Nevertheless, even in Minnesota, redistricting is on my democracy worry list. Minnesota's run of court-drawn maps is the result of happenstance, not design. Purely by luck of the electoral draw in the last half-century, this state's voters have elected divided government just in time for map-drawing duty.

In some decade soon — just when Minnesota could need as much trust in democracy as it can muster — that pattern could end. If the governor and both chambers of the Legislature were to be in one party's hands, my guess is that they would prove just as prone to partisan temptation as have similarly situated politicians in other states.

Meanwhile, by ducking their constitutional duty and defaulting to the courts decade after decade, Minnesota's legislators have contributed to an erosion in confidence in the political independence of the judicial branch.

Trust in government, including the courts, is one of those high-minded concepts that we editorial writers have harped about for years, to little effect.
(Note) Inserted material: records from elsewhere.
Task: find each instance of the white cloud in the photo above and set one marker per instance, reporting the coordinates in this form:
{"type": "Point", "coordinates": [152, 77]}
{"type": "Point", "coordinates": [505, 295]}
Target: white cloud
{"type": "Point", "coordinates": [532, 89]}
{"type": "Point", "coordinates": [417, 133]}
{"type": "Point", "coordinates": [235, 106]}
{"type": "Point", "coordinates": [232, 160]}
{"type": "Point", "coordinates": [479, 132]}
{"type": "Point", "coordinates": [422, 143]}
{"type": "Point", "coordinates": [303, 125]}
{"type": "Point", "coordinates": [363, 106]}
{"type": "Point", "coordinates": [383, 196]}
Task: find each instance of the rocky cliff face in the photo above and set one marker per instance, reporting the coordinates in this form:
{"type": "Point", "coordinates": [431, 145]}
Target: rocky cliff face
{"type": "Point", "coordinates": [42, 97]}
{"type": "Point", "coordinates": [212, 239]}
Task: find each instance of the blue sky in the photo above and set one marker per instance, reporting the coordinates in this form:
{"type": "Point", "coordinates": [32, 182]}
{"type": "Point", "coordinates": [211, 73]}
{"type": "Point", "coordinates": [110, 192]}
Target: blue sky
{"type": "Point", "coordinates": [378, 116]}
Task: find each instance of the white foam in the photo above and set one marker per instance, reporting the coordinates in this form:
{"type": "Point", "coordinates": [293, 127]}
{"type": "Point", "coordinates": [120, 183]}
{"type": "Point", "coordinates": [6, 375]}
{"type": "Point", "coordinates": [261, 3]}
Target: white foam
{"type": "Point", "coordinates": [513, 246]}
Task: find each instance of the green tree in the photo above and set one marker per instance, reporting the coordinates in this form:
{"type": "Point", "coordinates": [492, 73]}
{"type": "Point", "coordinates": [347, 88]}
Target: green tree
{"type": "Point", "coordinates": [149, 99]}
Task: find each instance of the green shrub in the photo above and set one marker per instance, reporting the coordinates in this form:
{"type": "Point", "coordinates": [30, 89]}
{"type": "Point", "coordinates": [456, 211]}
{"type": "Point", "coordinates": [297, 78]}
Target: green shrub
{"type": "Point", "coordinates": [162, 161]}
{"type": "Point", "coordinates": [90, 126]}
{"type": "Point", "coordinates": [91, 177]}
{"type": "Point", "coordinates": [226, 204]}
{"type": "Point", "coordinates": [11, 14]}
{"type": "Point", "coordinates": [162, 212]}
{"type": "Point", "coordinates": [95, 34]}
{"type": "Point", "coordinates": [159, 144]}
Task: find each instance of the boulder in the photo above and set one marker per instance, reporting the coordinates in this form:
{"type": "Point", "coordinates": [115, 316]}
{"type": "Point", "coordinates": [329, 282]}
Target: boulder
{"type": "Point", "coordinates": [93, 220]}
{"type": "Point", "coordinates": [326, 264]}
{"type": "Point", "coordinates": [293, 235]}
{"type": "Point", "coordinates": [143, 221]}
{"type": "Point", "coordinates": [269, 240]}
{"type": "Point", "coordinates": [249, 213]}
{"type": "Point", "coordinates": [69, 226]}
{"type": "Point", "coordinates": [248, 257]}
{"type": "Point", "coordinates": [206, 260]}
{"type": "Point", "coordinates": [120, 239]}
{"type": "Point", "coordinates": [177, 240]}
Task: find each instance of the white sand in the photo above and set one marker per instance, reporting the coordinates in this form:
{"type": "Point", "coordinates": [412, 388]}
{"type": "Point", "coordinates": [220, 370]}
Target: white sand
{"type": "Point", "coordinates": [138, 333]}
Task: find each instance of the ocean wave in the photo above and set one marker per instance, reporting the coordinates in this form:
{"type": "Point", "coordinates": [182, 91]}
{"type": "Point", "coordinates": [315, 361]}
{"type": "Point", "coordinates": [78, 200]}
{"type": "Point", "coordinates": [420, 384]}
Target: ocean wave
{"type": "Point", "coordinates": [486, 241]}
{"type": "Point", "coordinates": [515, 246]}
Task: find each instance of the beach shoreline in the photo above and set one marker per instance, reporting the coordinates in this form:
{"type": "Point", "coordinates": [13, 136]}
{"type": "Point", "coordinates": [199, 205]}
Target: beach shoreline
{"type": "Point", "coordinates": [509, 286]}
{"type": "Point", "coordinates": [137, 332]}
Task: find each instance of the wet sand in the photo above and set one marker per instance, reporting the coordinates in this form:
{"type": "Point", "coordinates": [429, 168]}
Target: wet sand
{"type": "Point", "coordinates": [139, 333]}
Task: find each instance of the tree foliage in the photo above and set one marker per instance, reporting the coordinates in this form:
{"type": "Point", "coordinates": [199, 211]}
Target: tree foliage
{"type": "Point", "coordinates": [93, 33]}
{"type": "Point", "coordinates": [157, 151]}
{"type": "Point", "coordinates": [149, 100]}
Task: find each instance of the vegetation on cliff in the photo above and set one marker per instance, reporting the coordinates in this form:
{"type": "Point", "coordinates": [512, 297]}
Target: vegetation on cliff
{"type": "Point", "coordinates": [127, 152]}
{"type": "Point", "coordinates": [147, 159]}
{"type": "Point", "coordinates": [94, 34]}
Then a mob at the U.S. Capitol on Jan. 6, 2021 helped us make our point: trust is essential to democracy's survival. The stewards of this state's self-governance ought to see more clearly now than ever before that they can't afford to squander it.

There's a better way to arrive at new maps every 10 years, and legislators know it: The Legislature can create a bipartisan advisory commission — or better still, a fully functioning independent one — and give it the every-10-year assignment of drawing new maps. Fifteen states now employ some manner of redistricting commission. A number of Minnesota's most respected pols — with names like Mondale, Carlson, Quie, Moe and Growe — put their stamp on a commission recommendation in 2009.

Their idea was passed by the Senate that year, but not the House. A different version was passed by the House in 2020, but not the Senate. Evidently only one chamber at a time is allowed to defend democracy at the expense of an institutional prerogative, even a seldom-exercised one.

The lead plaintiff on one of the four maps under court consideration in Minnesota this year is Peter Wattson, who spent 40 years as a nonpartisan legal counsel to the state Senate (and chief redistricting tutor to Capitol journalists). It's telling that he's also a big advocate for putting future redistricting work in a commission's hands — so much so that every memorandum he has issued about this year's court case has been addressed to "my fellow advocates for a redistricting commission."

It's too late for a commission to take over this decade's map work. But "it would be nice to look ahead to 2032 and get this taken care of now," Wattson said when I had another tutoring session last week. He noted that one of the most successful such commissions, in the state of Washington, was instituted soon after the 1980s redistricting, when the defects associated with allowing legislators to draw their own districts were fresh in mind.

"Of course, in 2031 we may be governed by the military, and there may not be an election," said Wattson in a wry tone. He was trying to make me laugh. I wish I'd been able to.